What is known from NTSB is that there were two crew members in the cab at the time of the derailment: an engineer who was qualified by Amtrak on this route and a conductor who was "gaining experience" with this territory.

There was also an acting conductor train who was in a passenger car at the time of the accident.

Amtrak CEO Anderson said that having one qualified person in the train cab was an "accepted safe practice"

Crews have been working through rainy and windy conditions Tuesday to move the train cars to a secure staging location on Joint Base Lewis-McChord.


"Weather has not been kind to us during the recovery operation," said Washington State Patrol Captain Dan Hall. "They are miserable, but they are working as safely as they can."

Governor Inslee addressed the press Tuesday afternoon saying that the scene recovery was going faster than he anticipated and that any lessons learned once the investigation is completed would be implemented.

"We have confidence that we will get to the bottom of whatever caused this horrific tragedy," he said.

The southbound lanes of I-5 near the crash scene are still closed.
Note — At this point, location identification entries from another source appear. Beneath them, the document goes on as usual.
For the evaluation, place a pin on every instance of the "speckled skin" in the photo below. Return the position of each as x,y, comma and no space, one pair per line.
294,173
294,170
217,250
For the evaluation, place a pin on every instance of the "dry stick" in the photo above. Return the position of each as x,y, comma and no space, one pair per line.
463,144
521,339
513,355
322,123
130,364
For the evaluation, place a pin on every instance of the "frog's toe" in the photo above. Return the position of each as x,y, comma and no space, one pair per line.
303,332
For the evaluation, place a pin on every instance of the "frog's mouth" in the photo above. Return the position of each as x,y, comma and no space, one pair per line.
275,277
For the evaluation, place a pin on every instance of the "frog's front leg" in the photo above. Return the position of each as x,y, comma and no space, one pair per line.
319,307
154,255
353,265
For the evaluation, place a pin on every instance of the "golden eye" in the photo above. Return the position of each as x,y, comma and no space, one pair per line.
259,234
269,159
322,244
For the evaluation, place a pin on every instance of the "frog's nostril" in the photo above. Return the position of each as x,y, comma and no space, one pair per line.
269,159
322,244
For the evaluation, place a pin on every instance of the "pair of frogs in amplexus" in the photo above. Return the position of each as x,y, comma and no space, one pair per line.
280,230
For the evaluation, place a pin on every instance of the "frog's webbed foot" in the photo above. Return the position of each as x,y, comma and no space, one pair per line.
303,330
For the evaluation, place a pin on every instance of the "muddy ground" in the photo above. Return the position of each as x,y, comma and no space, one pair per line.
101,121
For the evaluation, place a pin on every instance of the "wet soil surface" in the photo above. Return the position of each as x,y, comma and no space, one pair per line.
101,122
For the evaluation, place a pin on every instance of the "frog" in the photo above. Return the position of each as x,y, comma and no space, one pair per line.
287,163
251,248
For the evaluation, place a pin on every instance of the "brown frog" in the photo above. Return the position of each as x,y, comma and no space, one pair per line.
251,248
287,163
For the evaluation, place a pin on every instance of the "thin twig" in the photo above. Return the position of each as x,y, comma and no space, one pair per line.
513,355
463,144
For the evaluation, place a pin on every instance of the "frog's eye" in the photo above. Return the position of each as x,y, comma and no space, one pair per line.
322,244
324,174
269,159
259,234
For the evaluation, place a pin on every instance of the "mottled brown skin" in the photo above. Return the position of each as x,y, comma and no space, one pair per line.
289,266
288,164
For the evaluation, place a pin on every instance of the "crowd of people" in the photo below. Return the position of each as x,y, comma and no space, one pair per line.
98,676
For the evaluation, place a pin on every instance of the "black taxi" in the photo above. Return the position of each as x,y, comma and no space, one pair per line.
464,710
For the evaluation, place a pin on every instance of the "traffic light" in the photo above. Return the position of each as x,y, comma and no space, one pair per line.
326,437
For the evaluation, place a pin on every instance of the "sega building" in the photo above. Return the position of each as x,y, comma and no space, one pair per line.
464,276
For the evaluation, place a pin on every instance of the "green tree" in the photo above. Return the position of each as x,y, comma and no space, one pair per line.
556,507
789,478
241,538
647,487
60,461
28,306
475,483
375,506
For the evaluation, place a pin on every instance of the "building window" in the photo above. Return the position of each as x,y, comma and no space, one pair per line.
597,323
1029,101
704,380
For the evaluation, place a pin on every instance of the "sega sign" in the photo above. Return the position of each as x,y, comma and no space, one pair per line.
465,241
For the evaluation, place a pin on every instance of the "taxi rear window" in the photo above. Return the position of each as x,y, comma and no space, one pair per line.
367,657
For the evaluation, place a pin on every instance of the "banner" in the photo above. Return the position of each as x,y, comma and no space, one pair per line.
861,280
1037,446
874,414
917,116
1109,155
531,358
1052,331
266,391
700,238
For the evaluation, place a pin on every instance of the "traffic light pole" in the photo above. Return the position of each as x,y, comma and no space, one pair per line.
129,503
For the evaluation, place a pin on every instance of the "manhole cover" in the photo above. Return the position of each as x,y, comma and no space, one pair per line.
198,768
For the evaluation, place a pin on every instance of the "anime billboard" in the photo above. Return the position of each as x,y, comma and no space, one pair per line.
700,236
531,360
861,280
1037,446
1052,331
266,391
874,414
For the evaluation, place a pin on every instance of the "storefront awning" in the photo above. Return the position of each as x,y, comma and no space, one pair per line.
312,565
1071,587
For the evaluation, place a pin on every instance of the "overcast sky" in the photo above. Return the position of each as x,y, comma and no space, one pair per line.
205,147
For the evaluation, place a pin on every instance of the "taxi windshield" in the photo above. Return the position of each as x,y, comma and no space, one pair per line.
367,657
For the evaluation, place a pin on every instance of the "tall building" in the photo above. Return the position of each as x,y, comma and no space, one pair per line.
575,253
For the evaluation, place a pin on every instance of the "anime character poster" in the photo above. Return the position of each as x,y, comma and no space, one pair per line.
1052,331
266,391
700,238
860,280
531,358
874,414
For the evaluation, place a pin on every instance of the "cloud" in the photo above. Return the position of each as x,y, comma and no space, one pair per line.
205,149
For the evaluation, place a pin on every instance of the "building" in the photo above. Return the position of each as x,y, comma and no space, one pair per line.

Washington State Department of Transportation spokesperson Travis Phelps said they will likely continue to be closed at least into Wednesday morning, very possibly longer.

Northbound traffic is flowing and the Washington State Patrol has asked drivers not to exit, but to drive through the area so as to relieve stress on detoured routes.


Southbound travelers are asked to divert to highways along I-5. This includes state Routes 16 and 3 to the west and state Routes 7, 507 and 510 to the east.

The derailment happened in DuPont, about 40 miles south of Seattle near JBLM, around 7:30 a.m., during the Monday morning rush hour.

Officials say three people are confirmed dead. More than 70 were injured, and at least 10 people transported from the scene were in serious condition.

We know the identity of two of those killed in the derailment.

Zack Willhoite died in the wreck according to a statement released by his employer, Pierce Transit, where he has worked for 10 years as an IT customer service support specialist.

Read more: Love of trains put these victims on Amtrak 501

Jim Hamre was reportedly a friend of Willhoite and a fellow rail enthusiast, according to The Seattle Times. His death in the crash was confirmed by the Rail Passengers Association.

None of the fatalities have yet been formally identified by the Pierce County Medical Examiner.